When the net starts to close in on them, they make like Mandrake and disappear, only to resurface in places like Malta, the Philippines, Sri Lanka, Jakarta, Hanoi, Cambodia, islands off Greece- places where people are trusting, where they can peddle their stories to a star-struck media, and, ironically with some massive karma thrown in, the new stomping grounds for so-called investors, but without even birdseed money to their names. So, what you have is a global Viper Room of cheats, lies, deceit, and heaps of Sandra bollocks that more often than not ends in various threats of legal action, but with the bottom line being this: When you have nothing, you have nothing to lose and Monopoly money can’t even buy anyone squatters rights on Old Kent Road.
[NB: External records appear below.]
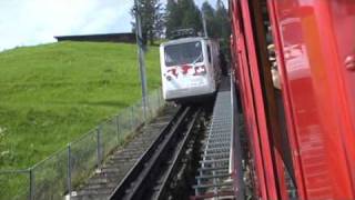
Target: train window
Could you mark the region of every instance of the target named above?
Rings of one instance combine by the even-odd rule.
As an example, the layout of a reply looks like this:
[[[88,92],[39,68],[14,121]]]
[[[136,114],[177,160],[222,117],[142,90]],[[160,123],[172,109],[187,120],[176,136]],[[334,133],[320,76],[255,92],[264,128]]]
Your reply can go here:
[[[209,54],[209,62],[212,62],[212,57],[211,57],[211,47],[207,46],[207,54]]]
[[[165,66],[181,66],[203,62],[202,43],[186,42],[165,47]]]

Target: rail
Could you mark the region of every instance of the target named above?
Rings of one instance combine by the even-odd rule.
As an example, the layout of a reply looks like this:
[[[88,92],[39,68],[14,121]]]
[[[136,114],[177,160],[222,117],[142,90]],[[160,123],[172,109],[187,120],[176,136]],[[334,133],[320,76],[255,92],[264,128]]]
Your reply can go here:
[[[186,147],[196,118],[197,112],[194,108],[182,108],[121,181],[110,199],[142,199],[143,194],[144,199],[164,199],[166,183]]]

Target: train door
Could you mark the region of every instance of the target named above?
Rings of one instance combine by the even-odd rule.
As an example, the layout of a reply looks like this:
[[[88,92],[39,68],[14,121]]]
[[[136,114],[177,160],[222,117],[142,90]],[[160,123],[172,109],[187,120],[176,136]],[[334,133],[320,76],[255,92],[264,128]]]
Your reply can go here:
[[[161,71],[163,89],[166,93],[179,96],[179,91],[207,84],[203,47],[202,40],[161,47]],[[189,93],[185,94],[189,96]]]
[[[257,137],[253,142],[260,146],[262,154],[262,162],[257,164],[262,166],[258,170],[263,171],[257,173],[260,178],[264,174],[265,179],[258,181],[265,184],[261,189],[266,188],[261,198],[288,199],[287,183],[294,186],[294,163],[286,130],[283,90],[277,81],[280,72],[273,56],[266,0],[239,2],[242,13],[240,29],[245,34],[245,39],[240,42],[245,43],[248,66],[244,67],[243,76],[250,77],[257,126]]]
[[[354,199],[354,6],[268,1],[300,199]]]

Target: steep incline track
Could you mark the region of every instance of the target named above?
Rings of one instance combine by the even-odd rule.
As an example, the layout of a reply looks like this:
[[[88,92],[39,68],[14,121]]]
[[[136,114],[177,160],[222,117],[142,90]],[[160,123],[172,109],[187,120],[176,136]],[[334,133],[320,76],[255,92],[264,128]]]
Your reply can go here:
[[[166,199],[168,184],[185,151],[199,113],[200,109],[182,108],[110,199]]]
[[[179,108],[166,107],[160,117],[140,129],[124,149],[108,158],[108,161],[80,189],[72,192],[71,200],[106,200],[141,156],[159,138],[179,114]]]

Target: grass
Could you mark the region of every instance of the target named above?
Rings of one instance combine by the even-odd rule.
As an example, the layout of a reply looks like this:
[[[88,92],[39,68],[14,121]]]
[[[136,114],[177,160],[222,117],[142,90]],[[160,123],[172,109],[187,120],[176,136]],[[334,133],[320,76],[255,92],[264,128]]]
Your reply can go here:
[[[141,96],[134,44],[59,42],[0,53],[0,170],[24,169]],[[160,86],[159,50],[146,54]]]

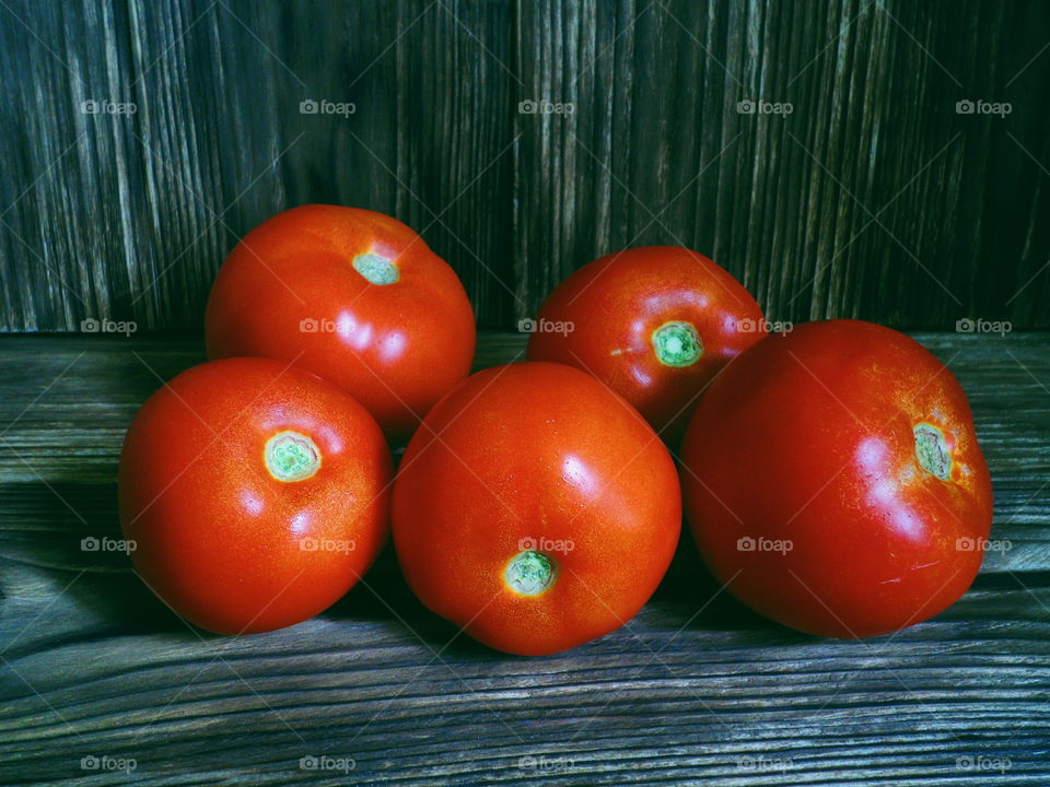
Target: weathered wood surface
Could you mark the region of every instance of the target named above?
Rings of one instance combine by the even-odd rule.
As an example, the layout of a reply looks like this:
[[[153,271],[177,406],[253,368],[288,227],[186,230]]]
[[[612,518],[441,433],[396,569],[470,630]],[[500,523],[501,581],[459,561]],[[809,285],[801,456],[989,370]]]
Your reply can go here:
[[[124,430],[199,342],[0,339],[0,784],[1046,787],[1050,336],[917,338],[970,397],[1012,545],[959,603],[805,636],[719,592],[687,542],[628,627],[536,659],[456,636],[390,554],[301,625],[190,630],[80,543],[119,536]],[[478,365],[522,346],[483,336]]]
[[[775,319],[1050,327],[1048,39],[1045,0],[3,0],[0,330],[199,330],[311,201],[421,231],[489,327],[668,243]]]

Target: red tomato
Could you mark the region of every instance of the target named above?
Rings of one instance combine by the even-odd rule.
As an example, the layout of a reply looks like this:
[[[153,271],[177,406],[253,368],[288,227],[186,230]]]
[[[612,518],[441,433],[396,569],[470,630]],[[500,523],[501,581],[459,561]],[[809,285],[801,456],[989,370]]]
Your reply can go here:
[[[253,230],[206,315],[212,359],[294,362],[349,391],[402,442],[470,373],[474,312],[455,272],[396,219],[304,205]]]
[[[896,631],[980,567],[992,488],[966,397],[888,328],[812,322],[759,342],[704,395],[682,462],[715,578],[784,625]]]
[[[347,393],[269,359],[190,368],[154,393],[120,457],[135,566],[220,634],[292,625],[336,601],[386,538],[392,470]]]
[[[677,445],[704,386],[766,336],[755,298],[680,246],[602,257],[563,281],[528,341],[532,361],[593,374]]]
[[[427,416],[394,484],[394,543],[416,595],[528,656],[630,620],[670,563],[680,518],[653,430],[561,364],[469,377]]]

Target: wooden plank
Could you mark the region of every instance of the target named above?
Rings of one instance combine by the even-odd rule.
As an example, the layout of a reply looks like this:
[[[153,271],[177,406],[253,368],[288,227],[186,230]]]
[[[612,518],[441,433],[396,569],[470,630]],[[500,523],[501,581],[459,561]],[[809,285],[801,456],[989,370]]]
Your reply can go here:
[[[1045,787],[1050,336],[917,338],[970,397],[1013,543],[959,603],[891,636],[810,637],[719,592],[686,541],[627,627],[539,659],[456,637],[389,551],[299,626],[190,630],[80,539],[118,536],[124,428],[200,343],[2,338],[0,783]],[[476,365],[522,346],[486,333]],[[311,755],[354,768],[301,770]]]

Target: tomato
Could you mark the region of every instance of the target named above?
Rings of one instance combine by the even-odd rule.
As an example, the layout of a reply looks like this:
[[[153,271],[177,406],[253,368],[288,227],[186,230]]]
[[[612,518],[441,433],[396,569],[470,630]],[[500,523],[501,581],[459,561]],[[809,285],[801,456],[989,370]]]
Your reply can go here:
[[[588,372],[677,445],[704,386],[767,332],[750,293],[680,246],[602,257],[547,298],[529,337],[532,361]]]
[[[812,322],[759,342],[712,383],[681,458],[715,578],[784,625],[896,631],[980,567],[992,488],[966,396],[889,328]]]
[[[455,272],[396,219],[304,205],[234,248],[208,298],[208,355],[294,362],[407,439],[470,373],[474,312]]]
[[[394,544],[420,600],[480,642],[544,655],[620,627],[680,530],[653,430],[578,369],[467,378],[423,421],[394,484]]]
[[[350,396],[269,359],[195,366],[142,406],[120,457],[135,567],[220,634],[320,612],[386,538],[392,475],[378,424]]]

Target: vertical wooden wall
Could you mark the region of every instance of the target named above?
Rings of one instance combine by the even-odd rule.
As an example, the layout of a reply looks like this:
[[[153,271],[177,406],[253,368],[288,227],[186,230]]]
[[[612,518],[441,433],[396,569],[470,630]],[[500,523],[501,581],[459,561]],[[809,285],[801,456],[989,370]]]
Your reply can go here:
[[[644,244],[777,319],[1050,327],[1048,47],[1043,0],[5,0],[0,329],[199,330],[314,201],[421,231],[489,327]]]

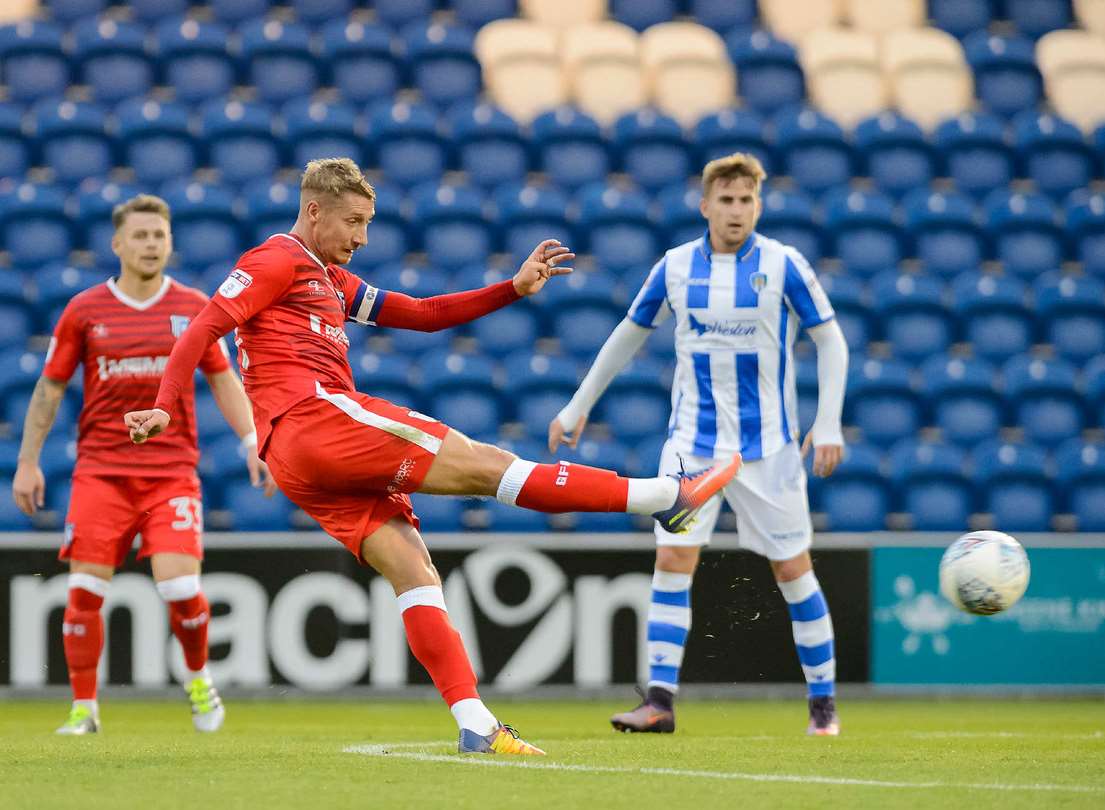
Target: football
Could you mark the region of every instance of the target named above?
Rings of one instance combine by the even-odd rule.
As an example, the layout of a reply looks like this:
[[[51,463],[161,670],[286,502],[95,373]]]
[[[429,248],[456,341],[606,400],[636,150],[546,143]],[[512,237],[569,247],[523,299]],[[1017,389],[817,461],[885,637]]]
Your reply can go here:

How have we reached this dead end- this place where the Art Of Bullshit is practiced everyday, and allowed to “bloom” and flourish despite knowing that, “No, you never discovered the Jackson 5″, “No, you were never Michael Jackson’s official choreographer”, “No, you don’t have offers from anywhere”, “No, you’re not making a movie with Marlon Brando because Marlon Brando is dead”, and, “Okay, maybe you were once one of the Temptations”.

How have we reached this point of no return and evil, vindictive Walter Mitty characters? It could be for a million reasons. Too busy doing not much to really care and fight for one’s art and make it as good as possible? Settling for good is enough and losing pride in the ownership of one’s work? Taking in too many strays without checking their credentials at the door and immediately turfing them out along with their history of excessive baggage? Being star-struck only to be disappointed when heroes let you down and turn out to be just like everybody else who’s used you- except for her who still warns you to beware of darkness and remains the only constant in your life.

And in the end, the love you make is equal to the love you take, so you better start repaying her what you took, and get back to where you belong. Get back to that happy place. And screw the rest.